Supporters of Iran opposition leader Mir Hossein Mousavi are protesting in the capital Tehran for the fourth straight day over the disputed presidential election.
Mr Mousavi called his followers back onto the streets of Tehran for another mass rally over the disputed presidential election and urged them to wear black to mourn those killed in clashes.
The call for opponents of President Mahmoud Ahmadinejad to rally again was in open defiance of the country's supreme leader, who has urged the nation to unite behind the Islamic state.
It came a day after tens of thousands marched silently down a main street of the capital, brandishing posters of Mr Mousavi and waving V-for-victory signs, amateur video showed. Some covered their mouths with masks.
International news organisations have been banned from covering the protests over last Friday's election, which the government declared hard-line President Mahmoud Ahmadinejad won by a landslide.
Mr Mousavi and his supporters claim Friday's election was rigged and he was the true winner.
On Monday, hundreds of thousands turned out in a huge procession that recalled the scale of protests during the 1979 Islamic Revolution.
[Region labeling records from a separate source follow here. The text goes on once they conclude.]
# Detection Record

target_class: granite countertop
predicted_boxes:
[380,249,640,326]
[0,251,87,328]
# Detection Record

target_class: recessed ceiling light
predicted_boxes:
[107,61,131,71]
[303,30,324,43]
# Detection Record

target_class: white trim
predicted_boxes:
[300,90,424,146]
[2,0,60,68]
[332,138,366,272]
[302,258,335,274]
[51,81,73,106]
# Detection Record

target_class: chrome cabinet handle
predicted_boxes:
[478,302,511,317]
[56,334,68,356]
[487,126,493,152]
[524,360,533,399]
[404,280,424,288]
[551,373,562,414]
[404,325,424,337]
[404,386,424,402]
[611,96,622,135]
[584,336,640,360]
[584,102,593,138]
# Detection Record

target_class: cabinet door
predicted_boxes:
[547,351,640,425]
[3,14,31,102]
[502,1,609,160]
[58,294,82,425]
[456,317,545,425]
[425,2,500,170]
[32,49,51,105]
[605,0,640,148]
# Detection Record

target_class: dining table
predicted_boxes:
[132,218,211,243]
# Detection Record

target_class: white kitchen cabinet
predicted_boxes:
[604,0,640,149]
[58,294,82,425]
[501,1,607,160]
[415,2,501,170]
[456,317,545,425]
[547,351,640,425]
Seven demonstrators were shot and killed that day by pro-regime militia in the first confirmed deaths during the unrest.
The protest would be the fourth straight day of major marches in the capital - rallies that recalled the unrest three decades ago that brought down Western-backed Shah Mohammad Reza Pahlavi and propelled the Islamic clergy to power.
The street protests have presented one of the gravest threats to Iran's complex blend of democracy and religious authority since the system emerged out of the Islamic revolution.
But the chances of bringing down the Islamic system appear remote. The ruling clerics still command deep public support and are defended by Iran's most powerful military force - the Revolutionary Guard - as well as a vast network of militias.